Alright, I’ve got this fully implemented here:

Now I just need to get tests on it and upload to pypi.

For some reason I don’t completely understand, this setup works quite well:

self.min_bounds = [0 for _ in frame.shape]
self.max_bounds = list(frame.shape)
grid_slices = [slice(self.min_bounds[d], self.max_bounds[d]) for d in range(len(frame.shape))]
space_grid = np.mgrid[grid_slices]
space_grid.flags.writeable = False
x_tens = torch.LongTensor(space_grid[0, ...]).to(self.device)
y_tens = torch.LongTensor(space_grid[1, ...]).to(self.device)
c_tens = torch.LongTensor(space_grid[2, ...]).to(self.device)
self.x = Variable(x_tens, requires_grad=False)
self.y = Variable(y_tens, requires_grad=False)
self.c = Variable(c_tens, requires_grad=False)

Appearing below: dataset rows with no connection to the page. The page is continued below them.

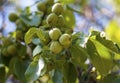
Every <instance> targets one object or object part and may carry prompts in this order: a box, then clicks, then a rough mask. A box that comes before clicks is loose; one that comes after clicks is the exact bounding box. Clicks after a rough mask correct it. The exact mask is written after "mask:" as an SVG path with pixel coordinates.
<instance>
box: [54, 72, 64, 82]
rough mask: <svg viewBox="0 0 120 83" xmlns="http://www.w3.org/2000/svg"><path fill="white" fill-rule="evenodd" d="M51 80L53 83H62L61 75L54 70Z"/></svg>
mask: <svg viewBox="0 0 120 83" xmlns="http://www.w3.org/2000/svg"><path fill="white" fill-rule="evenodd" d="M52 79H53V83H63V74H62V73H61V72H60V71H59V70H55V72H54V76H53V78H52Z"/></svg>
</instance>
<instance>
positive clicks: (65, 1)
mask: <svg viewBox="0 0 120 83" xmlns="http://www.w3.org/2000/svg"><path fill="white" fill-rule="evenodd" d="M59 1H60V2H63V3H64V4H70V3H73V2H74V0H55V2H59Z"/></svg>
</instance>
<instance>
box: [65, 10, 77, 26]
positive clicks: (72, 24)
mask: <svg viewBox="0 0 120 83" xmlns="http://www.w3.org/2000/svg"><path fill="white" fill-rule="evenodd" d="M63 16H64V18H65V23H66V26H68V27H69V28H74V26H75V16H74V13H73V12H72V11H70V10H68V9H65V10H64V13H63Z"/></svg>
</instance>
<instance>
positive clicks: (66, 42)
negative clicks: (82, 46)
mask: <svg viewBox="0 0 120 83" xmlns="http://www.w3.org/2000/svg"><path fill="white" fill-rule="evenodd" d="M59 42H60V44H61V45H63V47H65V48H67V47H69V46H70V44H71V36H70V35H69V34H66V33H65V34H62V35H61V36H60V38H59Z"/></svg>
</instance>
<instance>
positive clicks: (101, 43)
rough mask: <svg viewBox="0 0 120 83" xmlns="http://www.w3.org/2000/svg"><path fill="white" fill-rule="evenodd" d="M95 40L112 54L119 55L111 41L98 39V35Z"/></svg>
mask: <svg viewBox="0 0 120 83" xmlns="http://www.w3.org/2000/svg"><path fill="white" fill-rule="evenodd" d="M96 40H97V41H99V42H100V43H101V44H103V45H104V46H105V47H106V48H108V49H110V50H112V51H113V52H116V53H119V52H118V49H117V47H116V46H115V44H114V43H113V42H112V41H110V40H107V39H104V38H102V37H100V35H97V36H96Z"/></svg>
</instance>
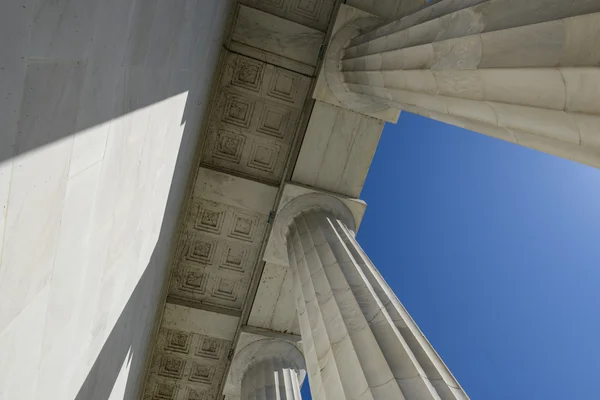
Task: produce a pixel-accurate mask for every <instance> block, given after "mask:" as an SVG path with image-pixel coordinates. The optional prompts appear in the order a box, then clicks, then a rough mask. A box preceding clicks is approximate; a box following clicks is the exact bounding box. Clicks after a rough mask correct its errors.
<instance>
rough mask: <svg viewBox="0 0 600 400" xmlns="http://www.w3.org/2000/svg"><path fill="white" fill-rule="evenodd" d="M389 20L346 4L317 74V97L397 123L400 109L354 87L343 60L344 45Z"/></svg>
mask: <svg viewBox="0 0 600 400" xmlns="http://www.w3.org/2000/svg"><path fill="white" fill-rule="evenodd" d="M383 22H385V20H383V19H381V18H379V17H377V16H375V15H373V14H369V13H368V12H365V11H362V10H359V9H357V8H354V7H351V6H348V5H346V4H342V5H341V6H340V9H339V12H338V15H337V17H336V20H335V23H334V26H333V32H332V35H331V38H330V40H329V43H328V44H327V51H326V52H325V57H324V61H323V65H322V67H321V71H320V73H319V76H318V78H317V83H316V86H315V91H314V96H313V97H314V98H315V99H317V100H320V101H323V102H325V103H329V104H332V105H334V106H338V107H342V108H345V109H347V110H352V111H354V112H356V113H359V114H364V115H368V116H370V117H373V118H377V119H380V120H383V121H386V122H392V123H396V122H397V121H398V117H399V116H400V110H399V109H397V108H394V107H391V106H390V105H388V104H387V103H385V102H383V101H381V99H376V98H374V97H372V96H369V95H366V94H362V93H355V92H352V91H350V90H349V89H348V88H347V87H346V85H345V83H344V77H343V75H342V71H341V67H340V62H341V60H342V56H343V55H344V48H345V47H346V46H347V45H348V43H349V42H350V40H352V39H354V38H356V37H358V36H360V35H362V34H363V33H365V32H366V31H369V30H372V29H374V28H375V27H377V26H379V25H381V24H382V23H383Z"/></svg>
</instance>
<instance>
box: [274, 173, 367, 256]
mask: <svg viewBox="0 0 600 400" xmlns="http://www.w3.org/2000/svg"><path fill="white" fill-rule="evenodd" d="M313 206H314V207H321V208H324V209H327V210H328V211H330V212H332V213H334V214H335V215H337V216H338V217H339V218H342V219H343V220H344V221H346V225H347V226H348V227H350V229H352V230H354V231H358V228H359V227H360V223H361V221H362V218H363V216H364V213H365V209H366V208H367V204H366V203H365V202H364V201H362V200H360V199H355V198H350V197H346V196H341V195H331V194H330V193H324V192H322V191H318V190H316V189H314V188H310V187H306V186H300V185H295V184H291V183H288V184H286V185H285V186H284V188H283V193H282V195H281V199H280V200H279V204H278V205H277V213H276V217H275V222H273V229H272V230H271V234H270V235H269V239H268V242H267V246H266V249H265V253H264V255H263V260H265V261H266V262H267V263H272V264H276V265H285V266H287V265H289V261H288V256H287V250H286V247H285V243H286V239H285V235H286V231H287V226H288V224H289V222H290V221H291V220H292V219H293V217H294V216H295V215H296V214H297V213H299V212H300V211H302V210H303V209H305V208H308V207H313Z"/></svg>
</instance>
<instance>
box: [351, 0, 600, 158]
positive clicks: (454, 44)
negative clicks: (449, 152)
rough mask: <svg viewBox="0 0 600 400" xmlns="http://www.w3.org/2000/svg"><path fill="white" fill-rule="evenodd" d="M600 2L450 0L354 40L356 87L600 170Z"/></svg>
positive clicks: (354, 77)
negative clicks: (570, 159) (596, 167)
mask: <svg viewBox="0 0 600 400" xmlns="http://www.w3.org/2000/svg"><path fill="white" fill-rule="evenodd" d="M598 43H600V1H597V0H530V1H522V0H464V1H462V2H461V1H457V0H444V1H441V2H440V3H437V4H435V5H433V6H430V7H428V8H425V9H423V10H421V11H419V12H417V13H415V14H413V15H409V16H407V17H404V18H402V19H400V20H398V21H395V22H392V23H390V24H387V25H385V26H382V27H379V28H376V29H374V30H372V31H370V32H367V33H365V34H363V35H361V36H359V37H356V38H354V39H353V40H351V41H350V43H348V45H347V47H346V48H345V52H344V56H343V59H342V61H341V73H342V74H343V79H344V82H345V88H346V90H348V91H350V92H352V93H356V94H359V95H366V96H370V98H372V99H374V100H375V101H377V102H381V103H383V104H387V105H388V106H390V107H394V108H398V109H401V110H406V111H410V112H414V113H417V114H421V115H424V116H427V117H430V118H433V119H437V120H441V121H443V122H447V123H450V124H454V125H458V126H461V127H464V128H467V129H470V130H474V131H477V132H481V133H484V134H487V135H490V136H494V137H497V138H499V139H503V140H507V141H511V142H515V143H519V144H522V145H525V146H527V147H531V148H535V149H538V150H541V151H545V152H548V153H552V154H555V155H558V156H561V157H565V158H569V159H573V160H575V161H578V162H582V163H585V164H589V165H593V166H595V167H600V68H599V67H600V47H598Z"/></svg>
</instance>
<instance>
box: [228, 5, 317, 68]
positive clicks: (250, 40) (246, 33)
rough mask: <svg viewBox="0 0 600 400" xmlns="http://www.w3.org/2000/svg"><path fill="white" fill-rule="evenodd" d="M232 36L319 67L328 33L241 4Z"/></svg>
mask: <svg viewBox="0 0 600 400" xmlns="http://www.w3.org/2000/svg"><path fill="white" fill-rule="evenodd" d="M231 37H232V39H233V40H235V41H237V42H240V43H243V44H246V45H249V46H252V47H256V48H258V49H261V50H265V51H267V52H269V53H273V54H277V55H280V56H283V57H286V58H289V59H291V60H294V61H298V62H300V63H303V64H306V65H310V66H315V65H316V64H317V57H318V55H319V46H320V45H321V43H322V42H323V39H324V38H325V35H324V34H323V33H322V32H319V31H318V30H316V29H312V28H309V27H307V26H303V25H300V24H298V23H295V22H291V21H289V20H286V19H283V18H281V17H278V16H275V15H272V14H269V13H266V12H263V11H260V10H256V9H254V8H250V7H247V6H244V5H240V6H239V10H238V15H237V20H236V23H235V27H234V30H233V33H232V36H231Z"/></svg>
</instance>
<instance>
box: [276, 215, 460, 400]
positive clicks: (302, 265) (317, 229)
mask: <svg viewBox="0 0 600 400" xmlns="http://www.w3.org/2000/svg"><path fill="white" fill-rule="evenodd" d="M288 228H289V230H288V233H287V252H288V258H289V263H290V267H291V268H293V270H294V273H295V274H296V292H297V299H296V300H297V308H298V317H299V323H300V330H301V333H302V345H303V350H304V357H305V358H306V363H307V370H308V376H309V381H310V387H311V393H312V397H313V399H314V400H325V399H326V400H345V399H348V400H354V399H357V400H358V399H360V400H366V399H369V400H371V399H373V400H391V399H406V400H434V399H435V400H438V399H441V400H459V399H461V400H462V399H468V396H467V395H466V394H465V392H464V391H463V390H462V388H461V387H460V386H459V384H458V383H457V382H456V380H455V379H454V377H453V376H452V374H450V372H449V371H448V369H447V368H446V366H445V365H444V363H443V362H442V360H441V359H440V358H439V356H438V355H437V354H436V352H435V351H434V350H433V348H432V347H431V345H430V344H429V342H428V341H427V339H425V337H424V336H423V334H422V333H421V331H420V330H419V328H418V327H417V326H416V325H415V323H414V321H413V320H412V318H411V317H410V316H409V315H408V313H407V312H406V310H405V309H404V307H403V306H402V305H401V304H400V302H399V301H398V299H397V298H396V296H395V295H394V293H393V291H392V290H391V289H390V288H389V286H388V285H387V284H386V282H385V281H384V279H383V278H382V277H381V275H380V274H379V272H378V271H377V269H376V268H375V266H374V265H373V263H371V261H370V260H369V258H368V257H367V256H366V255H365V253H364V252H363V250H362V249H361V247H360V245H359V244H358V243H357V241H356V240H355V238H354V233H353V232H352V231H350V230H349V229H348V227H347V224H346V223H345V222H344V221H343V220H341V219H339V218H338V217H336V216H334V214H333V213H331V212H329V211H325V210H324V209H320V208H319V207H317V206H314V205H313V206H311V207H310V208H309V209H306V210H305V211H302V212H300V213H296V214H295V216H294V217H293V218H292V219H291V222H289V225H288Z"/></svg>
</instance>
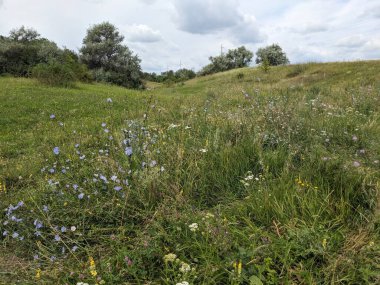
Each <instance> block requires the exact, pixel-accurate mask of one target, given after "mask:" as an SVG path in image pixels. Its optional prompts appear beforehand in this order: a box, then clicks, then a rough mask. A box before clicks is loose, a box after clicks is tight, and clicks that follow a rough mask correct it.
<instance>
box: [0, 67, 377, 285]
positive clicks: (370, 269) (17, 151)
mask: <svg viewBox="0 0 380 285" xmlns="http://www.w3.org/2000/svg"><path fill="white" fill-rule="evenodd" d="M154 87H155V88H154V89H152V90H147V91H130V90H126V89H123V88H119V87H114V86H106V85H97V84H94V85H83V84H78V85H77V87H76V88H74V89H63V88H51V87H45V86H42V85H39V84H38V83H36V82H35V81H32V80H28V79H14V78H0V100H1V101H0V102H1V105H0V181H1V183H2V184H1V187H0V208H1V209H4V211H2V212H1V214H0V233H1V235H0V244H1V250H0V284H77V283H78V282H85V283H88V284H181V282H182V284H186V283H184V282H185V281H186V282H189V283H190V284H252V285H254V284H327V283H331V284H376V283H380V277H379V276H380V267H379V264H380V244H379V242H380V238H379V237H380V228H379V225H380V204H379V190H380V183H379V181H380V180H379V178H380V162H379V160H380V140H379V138H380V62H379V61H369V62H352V63H329V64H305V65H290V66H284V67H276V68H272V69H271V70H270V71H269V73H264V72H263V71H261V70H259V69H251V68H247V69H240V70H234V71H230V72H226V73H221V74H216V75H213V76H208V77H202V78H197V79H194V80H191V81H188V82H186V83H185V84H179V85H176V86H172V87H162V86H154Z"/></svg>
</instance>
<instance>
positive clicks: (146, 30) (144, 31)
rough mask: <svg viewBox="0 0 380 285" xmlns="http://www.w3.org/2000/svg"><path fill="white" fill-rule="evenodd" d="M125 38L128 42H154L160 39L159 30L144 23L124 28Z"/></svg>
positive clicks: (157, 41) (160, 36)
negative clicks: (154, 29)
mask: <svg viewBox="0 0 380 285" xmlns="http://www.w3.org/2000/svg"><path fill="white" fill-rule="evenodd" d="M125 30H126V33H125V34H126V39H127V41H130V42H141V43H154V42H158V41H161V40H162V35H161V33H160V32H159V31H155V30H153V29H152V28H150V27H149V26H146V25H136V24H134V25H132V26H129V27H127V28H126V29H125Z"/></svg>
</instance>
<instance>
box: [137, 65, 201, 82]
mask: <svg viewBox="0 0 380 285" xmlns="http://www.w3.org/2000/svg"><path fill="white" fill-rule="evenodd" d="M195 77H196V73H195V72H194V71H192V70H191V69H186V68H182V69H179V70H177V71H176V72H174V71H173V70H169V71H166V72H162V73H161V74H160V75H158V74H156V73H154V72H153V73H148V72H144V73H143V78H144V79H145V80H148V81H153V82H158V83H178V82H183V81H186V80H190V79H193V78H195Z"/></svg>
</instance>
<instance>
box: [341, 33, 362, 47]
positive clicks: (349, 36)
mask: <svg viewBox="0 0 380 285" xmlns="http://www.w3.org/2000/svg"><path fill="white" fill-rule="evenodd" d="M365 43H366V40H365V38H364V37H363V36H362V35H352V36H348V37H344V38H341V39H339V40H338V42H337V43H336V46H338V47H347V48H358V47H361V46H363V45H364V44H365Z"/></svg>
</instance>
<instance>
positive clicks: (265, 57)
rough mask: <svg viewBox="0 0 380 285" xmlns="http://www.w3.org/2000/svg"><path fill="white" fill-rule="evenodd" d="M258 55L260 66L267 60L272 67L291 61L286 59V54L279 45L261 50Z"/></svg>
mask: <svg viewBox="0 0 380 285" xmlns="http://www.w3.org/2000/svg"><path fill="white" fill-rule="evenodd" d="M256 55H257V58H256V63H257V64H260V63H262V62H264V61H265V60H267V61H268V62H269V65H271V66H276V65H282V64H288V63H289V59H288V58H287V57H286V54H285V52H283V51H282V48H281V47H280V46H279V45H278V44H272V45H270V46H267V47H265V48H259V49H258V50H257V52H256Z"/></svg>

then, passing x,y,c into coords, I can do something like:

>>> img = np.zeros((600, 800, 3))
>>> def fun(array, coords, finished):
...     rgb = torch.empty(array.shape).uniform_(0,1).type(torch.DoubleTensor).to(array.device)/300.0
...     trans = np.zeros_like(coords)
...     trans[0,...] = np.ones(trans.shape[1:])
...     array[coords] = (array[coords+trans] + rgb[coords])%1.0
>>> VideoHandlerThread(video_source=img, callbacks=pixel_shader(fun)).display()

Strangely, using pure numpy for the meshgrid slows things down, and using pure pytorch overloads my GPU.